All cases are accepted initially on a trial treatment basis
Typically involves a case history, tailored physical exam, evaluation, 1st treatment.
At the outset it should be made clear that:
Despite any perceived premature symptomatic improvement, rarely does any single treatment provide a solution of itself, even in the least complex situations.
Generally however, a short regime of between 1-6 visits is needed to establish early-stage therapeutic effectiveness, to be gauged by measurable objective and subjective clinical response/reported symptomatic and evident functional improvement.
Cases are evaluated at each treatment. Also on completion of any trial period. And subsequently at intervals when treatment continues in blocs.
Once improvement is established, further treatment (when justified) is typically on an increasing interval basis between visits. Any ongoing intervention is undertaken in blocs of 3-4 further treatments, with evaluation determining whether further continuation is advisable.
Continuation, even when advised, is always by agreement.
The goal of all treatments for a presenting problem is a resolution (at best), or else good management (at least).
But the news is not always perfect or ideal. In situations where there is inadequate response towards a self-sustaining recovery, or a serious negative reaction is apparent, or where greatest possible benefit has been achieved, treatment may be suspended or discontinued by mutual consent.

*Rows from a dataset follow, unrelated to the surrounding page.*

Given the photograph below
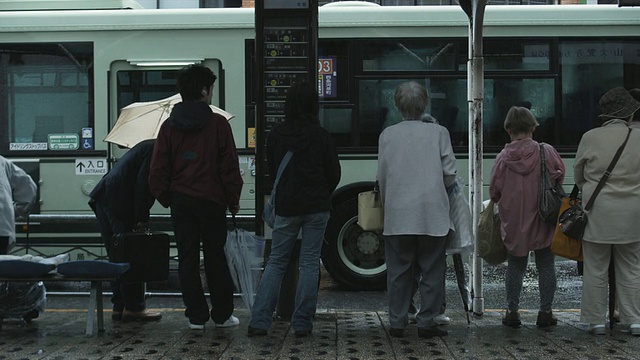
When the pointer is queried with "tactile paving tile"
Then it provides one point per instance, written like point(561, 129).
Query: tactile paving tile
point(360, 335)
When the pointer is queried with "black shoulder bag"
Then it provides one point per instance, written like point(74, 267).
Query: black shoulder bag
point(573, 220)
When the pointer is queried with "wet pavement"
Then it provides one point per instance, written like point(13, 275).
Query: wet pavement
point(346, 327)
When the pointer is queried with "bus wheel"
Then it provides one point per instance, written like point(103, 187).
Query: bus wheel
point(352, 256)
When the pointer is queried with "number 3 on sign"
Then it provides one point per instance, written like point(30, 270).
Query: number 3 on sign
point(325, 66)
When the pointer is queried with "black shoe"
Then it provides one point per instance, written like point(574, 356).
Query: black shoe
point(256, 332)
point(512, 319)
point(302, 333)
point(142, 315)
point(546, 318)
point(30, 315)
point(431, 331)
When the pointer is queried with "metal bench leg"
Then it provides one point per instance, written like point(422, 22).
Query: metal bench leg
point(99, 306)
point(93, 300)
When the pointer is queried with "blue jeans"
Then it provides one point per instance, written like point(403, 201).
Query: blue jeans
point(126, 295)
point(285, 233)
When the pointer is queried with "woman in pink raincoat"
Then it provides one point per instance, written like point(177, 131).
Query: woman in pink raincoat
point(514, 187)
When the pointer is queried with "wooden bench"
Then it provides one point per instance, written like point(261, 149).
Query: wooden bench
point(95, 295)
point(93, 271)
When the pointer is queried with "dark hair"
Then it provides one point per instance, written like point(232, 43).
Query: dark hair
point(520, 120)
point(411, 99)
point(192, 79)
point(301, 103)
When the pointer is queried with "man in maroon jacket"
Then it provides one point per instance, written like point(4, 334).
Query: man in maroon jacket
point(195, 171)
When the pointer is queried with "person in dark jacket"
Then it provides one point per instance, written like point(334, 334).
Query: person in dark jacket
point(195, 171)
point(303, 202)
point(121, 202)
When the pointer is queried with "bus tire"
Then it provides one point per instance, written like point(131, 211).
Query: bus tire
point(352, 256)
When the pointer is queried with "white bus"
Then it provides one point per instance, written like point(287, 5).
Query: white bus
point(64, 75)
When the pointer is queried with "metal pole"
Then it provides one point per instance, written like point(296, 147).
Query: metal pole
point(475, 90)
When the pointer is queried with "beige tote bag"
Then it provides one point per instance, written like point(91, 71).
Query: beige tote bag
point(370, 211)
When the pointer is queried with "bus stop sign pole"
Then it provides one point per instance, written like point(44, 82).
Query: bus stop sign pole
point(475, 94)
point(285, 53)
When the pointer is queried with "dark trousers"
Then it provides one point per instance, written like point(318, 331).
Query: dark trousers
point(4, 245)
point(128, 295)
point(195, 222)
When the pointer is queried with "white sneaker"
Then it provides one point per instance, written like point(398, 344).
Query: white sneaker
point(442, 319)
point(196, 326)
point(596, 329)
point(232, 321)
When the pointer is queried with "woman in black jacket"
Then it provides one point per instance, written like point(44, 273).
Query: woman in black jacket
point(303, 202)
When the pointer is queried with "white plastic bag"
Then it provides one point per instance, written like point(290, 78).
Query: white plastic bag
point(459, 240)
point(245, 257)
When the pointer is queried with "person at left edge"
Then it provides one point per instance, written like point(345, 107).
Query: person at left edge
point(195, 171)
point(17, 193)
point(121, 202)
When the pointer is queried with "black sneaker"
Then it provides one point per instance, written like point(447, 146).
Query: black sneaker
point(394, 332)
point(512, 319)
point(30, 315)
point(431, 331)
point(546, 318)
point(302, 333)
point(256, 332)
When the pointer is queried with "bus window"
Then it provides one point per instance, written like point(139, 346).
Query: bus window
point(516, 54)
point(501, 94)
point(337, 121)
point(588, 70)
point(47, 89)
point(448, 104)
point(145, 85)
point(410, 55)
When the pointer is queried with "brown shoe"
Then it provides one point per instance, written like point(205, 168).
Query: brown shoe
point(512, 319)
point(546, 318)
point(143, 315)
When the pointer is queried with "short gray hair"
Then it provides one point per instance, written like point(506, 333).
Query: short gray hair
point(520, 120)
point(411, 100)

Or if indicated, alternatively the patient shall be referred for external reassessment, additional examination or alternative care.
But it is unusual to see most patients during first encounter for more than 8-10 visits, during which period indications of self-sustaining recovery should be evident, or at least be becoming apparent.
Maintenance care or periodic visits, either on self-referral or by recommendation, while encouraged as part of any good-health regime – but ideally as a result of a sound learning experience from care already undertaken – are nonetheless voluntary and undertaken purely as a matter of free choice.
All treatment is a co-operative venture.
A freely consultative doctor-patient relationship is encouraged, based on shared information and mutual honesty.
Where such a relationship fails to develop or is undermined, then so is a patient’s continued well-being and satisfaction jeopardised.
To desist in such circumstances is the self-evident option and best advice.